Много позже, скажу вам, я прочитал описание косьбы у Льва Толстого в «Анне Карениной». Помните Левина, вышедшего в луга вместе с мужиками? Прочел я и подивился точности описаний, схожести ощущений — своих и переданных писателем. И теперь мне трудно определить — что в моем рассказе о давней косьбе от собственной памяти, а что от Толстого. И не судите меня за это…
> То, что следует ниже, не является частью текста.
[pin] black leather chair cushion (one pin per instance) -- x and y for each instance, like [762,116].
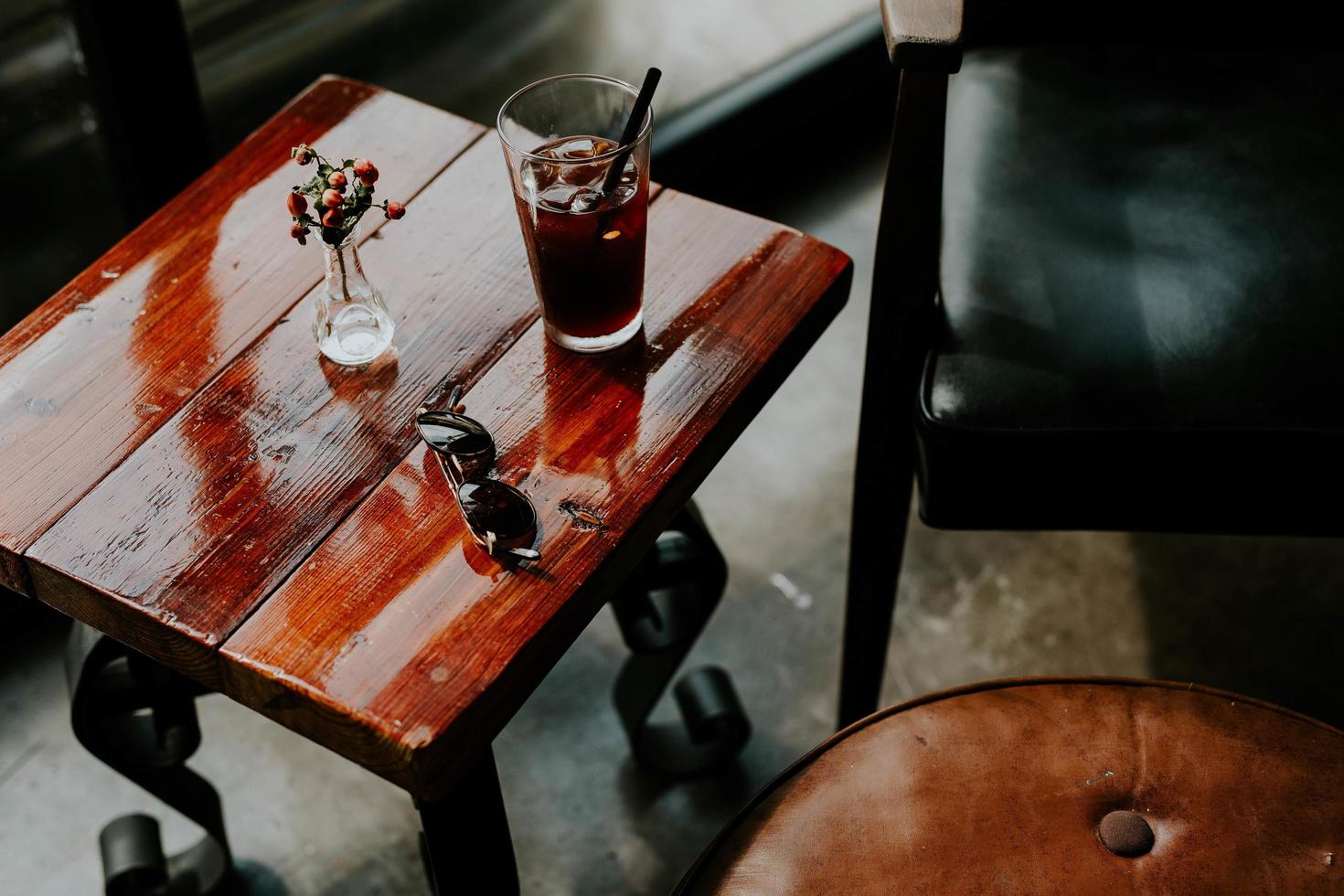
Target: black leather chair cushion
[1143,289]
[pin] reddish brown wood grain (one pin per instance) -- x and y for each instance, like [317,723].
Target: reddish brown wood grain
[219,506]
[398,643]
[119,351]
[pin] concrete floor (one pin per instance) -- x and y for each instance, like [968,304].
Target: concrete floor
[1257,615]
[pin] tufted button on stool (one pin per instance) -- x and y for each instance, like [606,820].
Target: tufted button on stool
[1049,786]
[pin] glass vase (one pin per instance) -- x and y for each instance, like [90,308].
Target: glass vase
[351,325]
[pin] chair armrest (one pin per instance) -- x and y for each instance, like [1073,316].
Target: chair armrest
[923,34]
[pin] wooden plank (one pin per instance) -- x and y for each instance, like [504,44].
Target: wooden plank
[398,643]
[112,357]
[220,504]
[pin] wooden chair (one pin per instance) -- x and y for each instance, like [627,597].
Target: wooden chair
[1108,292]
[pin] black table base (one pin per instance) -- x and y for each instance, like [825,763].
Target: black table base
[140,719]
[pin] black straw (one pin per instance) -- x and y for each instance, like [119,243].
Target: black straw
[632,129]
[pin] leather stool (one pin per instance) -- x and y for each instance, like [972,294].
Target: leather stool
[1050,786]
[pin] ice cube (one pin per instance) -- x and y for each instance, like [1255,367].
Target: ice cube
[585,199]
[574,149]
[583,175]
[537,175]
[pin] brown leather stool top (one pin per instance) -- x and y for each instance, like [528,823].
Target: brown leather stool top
[1050,786]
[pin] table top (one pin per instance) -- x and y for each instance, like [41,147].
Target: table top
[182,470]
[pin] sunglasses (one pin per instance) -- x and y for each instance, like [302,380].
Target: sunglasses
[500,517]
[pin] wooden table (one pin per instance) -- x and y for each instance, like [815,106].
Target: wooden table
[180,470]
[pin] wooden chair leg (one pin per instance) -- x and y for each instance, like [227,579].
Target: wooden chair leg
[905,283]
[882,491]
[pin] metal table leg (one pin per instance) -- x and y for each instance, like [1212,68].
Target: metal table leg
[661,612]
[466,844]
[140,719]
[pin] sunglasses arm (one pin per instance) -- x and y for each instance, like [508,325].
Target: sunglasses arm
[454,480]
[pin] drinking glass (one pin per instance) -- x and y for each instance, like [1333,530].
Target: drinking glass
[583,225]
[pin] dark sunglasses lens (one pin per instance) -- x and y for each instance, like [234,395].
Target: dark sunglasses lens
[453,432]
[499,508]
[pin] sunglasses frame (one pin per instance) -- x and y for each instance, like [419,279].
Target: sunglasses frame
[461,469]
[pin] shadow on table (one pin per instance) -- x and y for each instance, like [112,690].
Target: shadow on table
[1263,617]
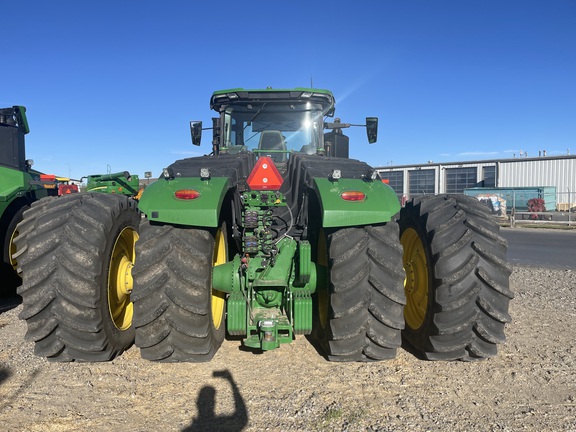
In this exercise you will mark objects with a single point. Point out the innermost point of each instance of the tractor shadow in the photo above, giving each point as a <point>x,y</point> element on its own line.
<point>207,420</point>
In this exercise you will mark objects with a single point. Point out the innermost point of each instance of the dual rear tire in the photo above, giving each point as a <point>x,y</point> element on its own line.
<point>76,254</point>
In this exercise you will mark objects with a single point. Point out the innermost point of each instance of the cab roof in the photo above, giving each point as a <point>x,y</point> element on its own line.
<point>240,96</point>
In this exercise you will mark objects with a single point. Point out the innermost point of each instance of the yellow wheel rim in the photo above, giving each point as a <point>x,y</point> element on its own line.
<point>218,297</point>
<point>12,250</point>
<point>120,281</point>
<point>416,282</point>
<point>323,290</point>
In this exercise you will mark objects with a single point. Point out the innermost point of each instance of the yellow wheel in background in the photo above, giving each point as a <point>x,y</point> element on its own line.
<point>416,283</point>
<point>218,297</point>
<point>120,281</point>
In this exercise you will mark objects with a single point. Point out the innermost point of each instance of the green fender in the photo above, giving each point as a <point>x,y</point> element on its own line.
<point>159,203</point>
<point>379,205</point>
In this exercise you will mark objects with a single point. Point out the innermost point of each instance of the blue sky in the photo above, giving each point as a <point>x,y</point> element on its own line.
<point>112,85</point>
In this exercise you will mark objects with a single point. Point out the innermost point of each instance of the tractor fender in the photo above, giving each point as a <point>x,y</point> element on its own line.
<point>379,204</point>
<point>160,204</point>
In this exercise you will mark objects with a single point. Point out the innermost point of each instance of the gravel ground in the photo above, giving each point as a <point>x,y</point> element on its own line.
<point>530,385</point>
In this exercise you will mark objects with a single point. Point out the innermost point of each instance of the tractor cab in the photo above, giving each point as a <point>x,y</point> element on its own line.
<point>13,127</point>
<point>275,123</point>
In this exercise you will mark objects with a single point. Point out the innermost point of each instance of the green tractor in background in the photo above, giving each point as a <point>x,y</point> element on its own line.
<point>122,183</point>
<point>20,186</point>
<point>276,233</point>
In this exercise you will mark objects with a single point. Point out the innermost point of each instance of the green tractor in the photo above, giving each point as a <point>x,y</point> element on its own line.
<point>276,233</point>
<point>19,187</point>
<point>122,183</point>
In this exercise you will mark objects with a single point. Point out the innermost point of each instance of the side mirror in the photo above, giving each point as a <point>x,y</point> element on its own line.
<point>372,129</point>
<point>196,132</point>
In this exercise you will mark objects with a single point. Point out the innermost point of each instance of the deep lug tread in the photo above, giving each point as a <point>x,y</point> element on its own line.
<point>469,278</point>
<point>64,247</point>
<point>172,294</point>
<point>366,294</point>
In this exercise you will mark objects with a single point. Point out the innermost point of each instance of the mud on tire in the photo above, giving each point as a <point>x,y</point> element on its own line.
<point>75,255</point>
<point>457,278</point>
<point>176,316</point>
<point>359,310</point>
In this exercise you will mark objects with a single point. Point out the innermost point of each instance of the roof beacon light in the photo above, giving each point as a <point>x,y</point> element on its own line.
<point>353,196</point>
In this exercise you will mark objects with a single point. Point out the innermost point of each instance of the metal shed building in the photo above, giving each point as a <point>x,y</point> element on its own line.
<point>453,177</point>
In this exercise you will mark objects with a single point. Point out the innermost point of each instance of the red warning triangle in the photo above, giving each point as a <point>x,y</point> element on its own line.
<point>265,175</point>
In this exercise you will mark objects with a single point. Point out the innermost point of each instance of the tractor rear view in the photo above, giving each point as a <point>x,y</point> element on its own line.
<point>276,233</point>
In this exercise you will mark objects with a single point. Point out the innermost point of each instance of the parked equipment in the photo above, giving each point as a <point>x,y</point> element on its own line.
<point>20,185</point>
<point>276,233</point>
<point>122,183</point>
Внезапно все косцы враз остановились, повинуясь чьей-то неслышной команде, отерли косы травой и начали точить их. Остановился и я, отер косу пучком травы, прижал рукоять к плечу, левой рукой придерживаю, а правой зажал брусок и вожу им, копируя движения соседа. И вдруг рука с бруском, не подчиняясь мне, соскальзывает, указательный палец касается острия, короткая, пронизывающая боль, руку словно пламенем обдало, кровь брызнула на рубаху, на рукоять, коса качнулась, упала и, падая, полоснула по ладони, по бугорку большого пальца, крови прибавилось, во рту — едкая горечь, круги перед глазами. Ряд, в котором я шел, сомкнулся, не оставляя мне места, и мужики, все так же молча, двинулись дальше. Но это не было с их стороны безжалостным поступком, просто они, не ахая, не вздыхая по поводу моей раны, высвободили парнишку от косьбы, а взрослый, наскоро перевязав рану, продолжал бы с ними косить… Я, разорвав рубаху, обмотал лоскутом ладонь и побрел вдоль луга в село. Домой не пошел, а прямо к Марии Климентьевне. Она сидела у окна, на подоконнике книга, читает. Увидела меня, захлопнула книжку, бросила в ящик стола. Мелькнула помятая зеленая обложка, а названия я не разглядел.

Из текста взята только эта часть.